Он опять пожал плечами и, казалось, задумался, затем снова с упрёком взглянул на Перкена.
— А чего вам не сиделось спокойно на месте?
Перкен вглядывался в его мертвенно-бледное лицо.
— Когда курильщик опиума начинает толковать мне о спокойствии, я посылаю его ко всем чертям. Если вам приспичило, ступайте покурите, а уж потом возвращайтесь, так оно будет лучше.
— Я же у вас не спрашиваю…
— Вы слыхали когда-нибудь о Перкене, а?
— А вам-то что до этого?
— А то, что это я и есть. И посему советую вам соблюдать осторожность.
— Покой нам только снится!..
Он снова склонился над раной, но не из послушания, а как бы ища чего-то; потом продолжал развивать свою мысль.
— Глупость, — проворчал он, — какая глупость…
Едва заметная улыбка, появившаяся на его губах и выражавшая отвращение, заставила опуститься углы его губ, вместо того чтобы поднять их, она исчезла, потом появилась вновь.
— Так вы и есть Перкен?
— Нет, я — персидский шах!
— И вам, разумеется, представляется крайне важным, что вы кое-что сделали в этой стране и прилагали немало стараний, вместо того чтобы спокойно сидеть на месте, и…
— Я-то ведь вас не спрашиваю, всерьёз ли вам кажется, что лучше спокойно сидеть на месте, как вы говорите.
Улыбка снова исчезла.
— Ну что ж, месье Перкен, слушайте меня хорошенько: у вас гнойный артрит. Не пройдёт и двух недель, как вы околеете. И сделать ничего нельзя, понимаете? Абсолютно ничего.
Первым побуждением Перкена было ударить, но в тоне доктора звучала горечь, а не враждебность, и он не шелохнулся. А между тем в его словах он уловил ненависть старых наркоманов к действию…
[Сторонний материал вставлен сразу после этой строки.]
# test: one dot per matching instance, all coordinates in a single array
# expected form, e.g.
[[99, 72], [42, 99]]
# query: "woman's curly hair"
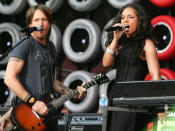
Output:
[[144, 26]]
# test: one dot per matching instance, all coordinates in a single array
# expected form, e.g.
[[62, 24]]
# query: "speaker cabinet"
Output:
[[168, 124], [80, 122]]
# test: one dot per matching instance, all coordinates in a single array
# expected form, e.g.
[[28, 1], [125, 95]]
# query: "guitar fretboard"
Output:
[[61, 100]]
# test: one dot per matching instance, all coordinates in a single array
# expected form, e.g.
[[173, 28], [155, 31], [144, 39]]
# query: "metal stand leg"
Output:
[[105, 116]]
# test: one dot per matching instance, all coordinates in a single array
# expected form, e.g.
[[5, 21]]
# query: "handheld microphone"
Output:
[[31, 29], [115, 28]]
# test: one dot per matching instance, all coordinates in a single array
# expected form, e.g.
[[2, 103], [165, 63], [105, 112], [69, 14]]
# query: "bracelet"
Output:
[[31, 100], [110, 51], [26, 98]]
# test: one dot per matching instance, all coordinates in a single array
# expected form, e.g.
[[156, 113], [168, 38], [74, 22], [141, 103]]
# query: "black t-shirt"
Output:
[[39, 60]]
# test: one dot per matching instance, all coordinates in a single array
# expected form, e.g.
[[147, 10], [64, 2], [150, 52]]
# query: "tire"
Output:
[[164, 32], [54, 5], [103, 90], [15, 7], [56, 38], [9, 31], [120, 3], [105, 37], [84, 5], [90, 100], [6, 94], [166, 74], [92, 33], [163, 3]]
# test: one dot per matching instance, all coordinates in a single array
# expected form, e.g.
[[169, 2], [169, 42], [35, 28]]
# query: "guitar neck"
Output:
[[61, 100]]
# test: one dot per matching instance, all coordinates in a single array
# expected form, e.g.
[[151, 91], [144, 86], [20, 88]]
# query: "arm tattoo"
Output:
[[15, 59]]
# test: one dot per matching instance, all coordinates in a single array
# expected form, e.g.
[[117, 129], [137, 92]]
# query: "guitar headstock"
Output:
[[101, 78]]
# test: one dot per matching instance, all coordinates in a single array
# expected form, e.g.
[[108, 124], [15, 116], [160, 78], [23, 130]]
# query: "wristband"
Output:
[[26, 98], [110, 51], [31, 100]]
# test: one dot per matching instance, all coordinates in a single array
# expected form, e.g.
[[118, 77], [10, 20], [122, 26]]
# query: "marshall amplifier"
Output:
[[80, 122], [85, 122], [62, 123]]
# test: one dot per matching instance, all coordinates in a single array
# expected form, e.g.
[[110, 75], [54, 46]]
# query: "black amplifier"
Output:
[[80, 122]]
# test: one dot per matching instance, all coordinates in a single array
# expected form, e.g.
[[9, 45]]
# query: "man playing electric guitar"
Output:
[[30, 71]]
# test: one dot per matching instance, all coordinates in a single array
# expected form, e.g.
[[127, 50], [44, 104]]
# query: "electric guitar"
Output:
[[28, 120]]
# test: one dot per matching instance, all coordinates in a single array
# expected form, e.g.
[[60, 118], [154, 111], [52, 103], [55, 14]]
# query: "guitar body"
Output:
[[26, 119]]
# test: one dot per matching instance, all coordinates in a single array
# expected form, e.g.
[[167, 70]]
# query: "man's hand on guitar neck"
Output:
[[40, 108], [4, 118], [82, 91]]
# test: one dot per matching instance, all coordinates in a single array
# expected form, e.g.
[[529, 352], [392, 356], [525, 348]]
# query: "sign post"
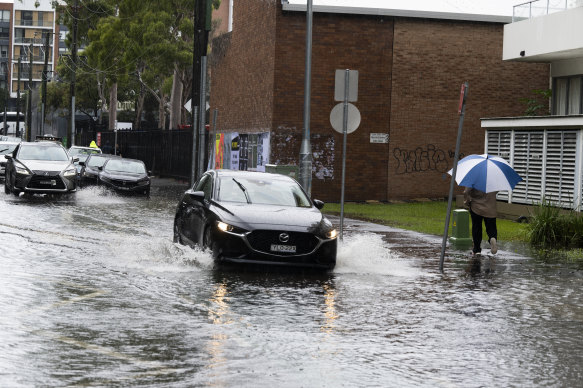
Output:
[[350, 121], [461, 112]]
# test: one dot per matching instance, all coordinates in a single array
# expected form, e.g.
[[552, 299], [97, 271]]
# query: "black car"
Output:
[[39, 167], [256, 218], [125, 176], [90, 169]]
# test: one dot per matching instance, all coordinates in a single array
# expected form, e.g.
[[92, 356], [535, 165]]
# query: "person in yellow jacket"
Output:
[[482, 208]]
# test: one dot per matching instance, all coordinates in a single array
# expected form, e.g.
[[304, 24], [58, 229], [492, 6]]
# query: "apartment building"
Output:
[[546, 150]]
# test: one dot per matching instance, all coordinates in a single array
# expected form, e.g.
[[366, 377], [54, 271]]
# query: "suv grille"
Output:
[[261, 240]]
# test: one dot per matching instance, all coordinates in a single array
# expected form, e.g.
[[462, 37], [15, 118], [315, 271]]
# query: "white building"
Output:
[[547, 151]]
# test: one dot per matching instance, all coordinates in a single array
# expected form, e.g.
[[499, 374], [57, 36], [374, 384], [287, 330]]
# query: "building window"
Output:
[[567, 95], [5, 16]]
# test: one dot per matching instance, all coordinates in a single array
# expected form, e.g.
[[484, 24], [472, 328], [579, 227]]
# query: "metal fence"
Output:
[[165, 152]]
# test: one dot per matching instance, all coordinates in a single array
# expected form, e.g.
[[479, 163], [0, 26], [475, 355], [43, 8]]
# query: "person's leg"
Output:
[[492, 233], [476, 232]]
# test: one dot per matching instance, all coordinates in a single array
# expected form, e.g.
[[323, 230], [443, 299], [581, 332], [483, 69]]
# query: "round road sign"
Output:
[[337, 118]]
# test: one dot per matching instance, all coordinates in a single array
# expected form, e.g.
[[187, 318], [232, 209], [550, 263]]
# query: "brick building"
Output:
[[411, 66]]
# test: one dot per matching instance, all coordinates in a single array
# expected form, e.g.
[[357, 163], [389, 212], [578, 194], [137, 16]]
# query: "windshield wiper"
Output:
[[243, 189]]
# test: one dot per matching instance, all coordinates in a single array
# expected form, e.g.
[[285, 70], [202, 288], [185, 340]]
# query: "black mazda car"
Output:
[[256, 218], [125, 176], [90, 168]]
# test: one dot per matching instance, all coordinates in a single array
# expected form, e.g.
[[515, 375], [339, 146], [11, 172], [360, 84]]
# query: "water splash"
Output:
[[368, 253]]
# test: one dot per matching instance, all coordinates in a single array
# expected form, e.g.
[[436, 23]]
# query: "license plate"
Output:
[[283, 248]]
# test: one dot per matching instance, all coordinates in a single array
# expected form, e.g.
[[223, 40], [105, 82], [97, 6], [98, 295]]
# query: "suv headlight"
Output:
[[70, 172], [20, 169]]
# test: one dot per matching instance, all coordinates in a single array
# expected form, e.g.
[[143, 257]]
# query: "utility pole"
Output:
[[17, 133], [29, 100], [306, 148], [202, 23], [71, 132], [44, 86]]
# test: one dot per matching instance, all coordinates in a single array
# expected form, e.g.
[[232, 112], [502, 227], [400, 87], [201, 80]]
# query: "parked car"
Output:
[[125, 176], [90, 169], [255, 218], [6, 147], [39, 167]]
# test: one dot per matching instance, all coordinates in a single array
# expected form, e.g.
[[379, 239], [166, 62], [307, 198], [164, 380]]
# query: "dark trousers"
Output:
[[491, 230]]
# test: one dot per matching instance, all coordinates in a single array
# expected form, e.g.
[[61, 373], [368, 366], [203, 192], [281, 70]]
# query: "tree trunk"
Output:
[[112, 106], [176, 99], [162, 111], [140, 107]]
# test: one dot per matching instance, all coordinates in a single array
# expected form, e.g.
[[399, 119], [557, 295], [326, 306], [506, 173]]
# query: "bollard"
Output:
[[460, 230]]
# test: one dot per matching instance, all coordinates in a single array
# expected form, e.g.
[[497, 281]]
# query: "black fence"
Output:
[[165, 152]]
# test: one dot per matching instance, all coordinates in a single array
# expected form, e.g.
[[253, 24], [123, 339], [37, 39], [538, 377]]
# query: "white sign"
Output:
[[337, 118], [379, 138]]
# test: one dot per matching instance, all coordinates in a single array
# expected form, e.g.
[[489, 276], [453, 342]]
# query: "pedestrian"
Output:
[[482, 208]]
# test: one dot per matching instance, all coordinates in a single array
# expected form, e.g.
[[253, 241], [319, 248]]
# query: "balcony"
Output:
[[33, 23], [553, 36]]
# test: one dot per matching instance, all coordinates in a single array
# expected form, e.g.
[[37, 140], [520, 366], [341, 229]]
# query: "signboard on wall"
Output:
[[379, 138]]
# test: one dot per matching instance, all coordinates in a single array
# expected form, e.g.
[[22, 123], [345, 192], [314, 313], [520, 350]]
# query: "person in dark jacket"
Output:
[[482, 208]]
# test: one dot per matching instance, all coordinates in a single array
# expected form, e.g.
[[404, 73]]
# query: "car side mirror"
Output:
[[197, 196], [319, 204]]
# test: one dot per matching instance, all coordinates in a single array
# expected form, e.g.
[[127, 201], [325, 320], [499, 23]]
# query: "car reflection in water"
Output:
[[126, 176], [255, 218]]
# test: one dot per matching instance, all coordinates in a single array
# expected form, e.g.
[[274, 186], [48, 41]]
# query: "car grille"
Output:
[[36, 182], [261, 240], [122, 183], [46, 173]]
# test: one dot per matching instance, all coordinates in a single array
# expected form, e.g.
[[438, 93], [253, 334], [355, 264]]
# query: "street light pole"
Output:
[[306, 148], [71, 134]]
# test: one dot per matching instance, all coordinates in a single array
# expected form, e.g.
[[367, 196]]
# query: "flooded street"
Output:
[[93, 292]]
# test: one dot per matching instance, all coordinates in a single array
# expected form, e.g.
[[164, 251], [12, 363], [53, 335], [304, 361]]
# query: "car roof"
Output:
[[42, 143], [251, 174]]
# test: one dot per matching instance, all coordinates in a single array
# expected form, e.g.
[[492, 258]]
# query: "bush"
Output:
[[552, 228]]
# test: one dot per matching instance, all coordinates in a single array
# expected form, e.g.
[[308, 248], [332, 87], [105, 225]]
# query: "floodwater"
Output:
[[93, 292]]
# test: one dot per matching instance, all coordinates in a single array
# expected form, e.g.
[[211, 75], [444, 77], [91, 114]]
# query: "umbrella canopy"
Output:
[[486, 173]]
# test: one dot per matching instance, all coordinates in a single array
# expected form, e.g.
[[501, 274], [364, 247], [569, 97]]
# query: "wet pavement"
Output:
[[93, 292]]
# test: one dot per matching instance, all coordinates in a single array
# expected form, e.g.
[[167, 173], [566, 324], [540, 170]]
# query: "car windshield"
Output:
[[262, 191], [96, 161], [83, 151], [7, 148], [125, 166], [41, 152]]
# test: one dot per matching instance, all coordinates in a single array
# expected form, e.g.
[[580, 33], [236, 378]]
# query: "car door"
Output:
[[195, 211]]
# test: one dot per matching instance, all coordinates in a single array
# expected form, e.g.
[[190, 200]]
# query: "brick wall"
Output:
[[410, 73], [242, 69], [432, 59]]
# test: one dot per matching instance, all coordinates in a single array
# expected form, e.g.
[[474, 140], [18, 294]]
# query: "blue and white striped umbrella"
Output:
[[486, 173]]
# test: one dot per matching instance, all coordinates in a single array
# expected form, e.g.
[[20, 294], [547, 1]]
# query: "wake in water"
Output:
[[368, 253]]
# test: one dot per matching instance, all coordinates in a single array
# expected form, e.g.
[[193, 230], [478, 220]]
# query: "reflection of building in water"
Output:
[[330, 309]]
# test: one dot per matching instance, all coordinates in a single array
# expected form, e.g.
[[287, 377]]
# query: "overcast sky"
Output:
[[485, 7]]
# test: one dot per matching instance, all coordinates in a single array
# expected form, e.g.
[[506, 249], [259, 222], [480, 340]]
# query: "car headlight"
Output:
[[70, 172], [21, 170], [331, 234], [224, 227]]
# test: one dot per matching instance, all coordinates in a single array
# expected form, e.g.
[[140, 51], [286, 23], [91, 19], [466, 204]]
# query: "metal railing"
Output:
[[536, 8]]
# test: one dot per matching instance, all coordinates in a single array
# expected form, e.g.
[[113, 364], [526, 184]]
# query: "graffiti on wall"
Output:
[[421, 159]]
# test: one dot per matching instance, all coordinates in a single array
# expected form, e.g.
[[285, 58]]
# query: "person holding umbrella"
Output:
[[482, 209], [483, 176]]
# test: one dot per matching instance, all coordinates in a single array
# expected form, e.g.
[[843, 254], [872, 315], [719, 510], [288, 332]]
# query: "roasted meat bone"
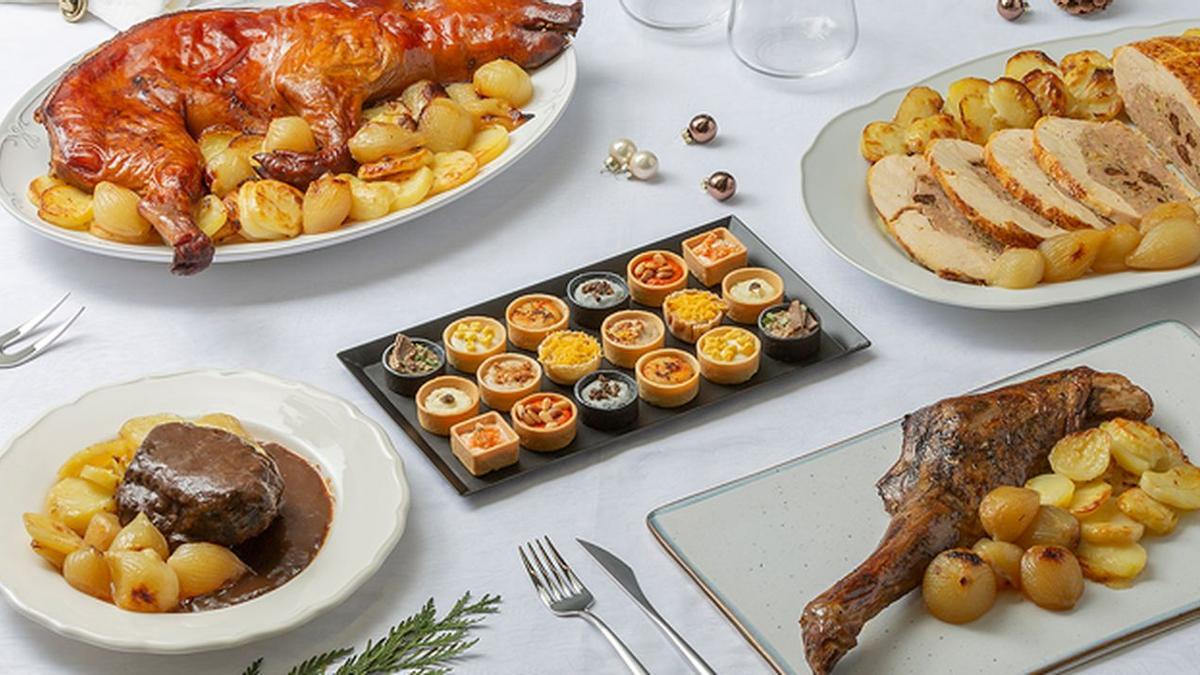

— Надо бы всё-таки поискать более серьёзного врача, — сказал Клод.
— Вы мне не верите?
Перкен задумался.
— До того как вы пришли, я чувствовал, что, может, так оно и есть. У нас со смертью давние связи…
— Так не говорите чепухи!
— …однако я сомневаюсь.
— Напрасно. Делать нечего. Нечего. Курите и обретёте покой, ни о чём другом не думайте; опиум здесь довольно хорошего качества… Когда боль станет слишком сильной, колитесь… Я дам вам один из своих шприцев. Вы не наркоман?
— Нет.
— Естественно! В таком случае, утроив дозу, вы при необходимости можете покончить со всем, как только пожелаете… Я передам шприц бою.
— Я уже бывал ранен боевыми стрелами…
— Но не в колено… Инфекционные микробы, которые там образуются, будут медленно отравлять вас. Есть только один выход — ампутация; но вы не успеете вовремя добраться до города, где вам смогут сделать ампутацию. Колитесь, думайте о чём-нибудь другом, посидите наконец спокойно; это даст вам возможность отдохнуть. Всё.
— А скальпель?
— Не поможет: инфекция слишком глубоко, да и кость мешает. Ну а теперь, если вам так хочется, пошлите за сиамцем, как предлагает этот молодой человек. Но предупреждаю вас, у него нет никакого клинического опыта. К тому же — туземец… Хотя это, верно, в ваших привычках — предпочитать нам этих людей…
— В данный момент — безусловно.
Прежде чем переступить порог вместе с Кса, врач обернулся, взглянул ещё раз на Перкена и Клода.
— А у вас ничего нет?
— Нет.
— Потому что, пока я здесь…
Однако взгляд его был прикован к Перкену; по его выражению, по прищуренным векам нетрудно было уловить его мысль, словно отражение в мутном зеркале. Наконец он ушёл.
— Жаль, что пара затрещин тут не поможет, — сказал Клод. — Любопытный феномен! Так я пойду за сиамцем?
— Немедленно. Белый заезжий врач в этих местах может быть только феноменом — наркоман или эротоман… Кса, ступай за начальником почты. Отдашь ему это. (Он протянул ему сиамскую административную бумагу, где латинскими буквами значилось только его имя). Скажи ему, что это Перкен. И найди мне к вечеру женщин.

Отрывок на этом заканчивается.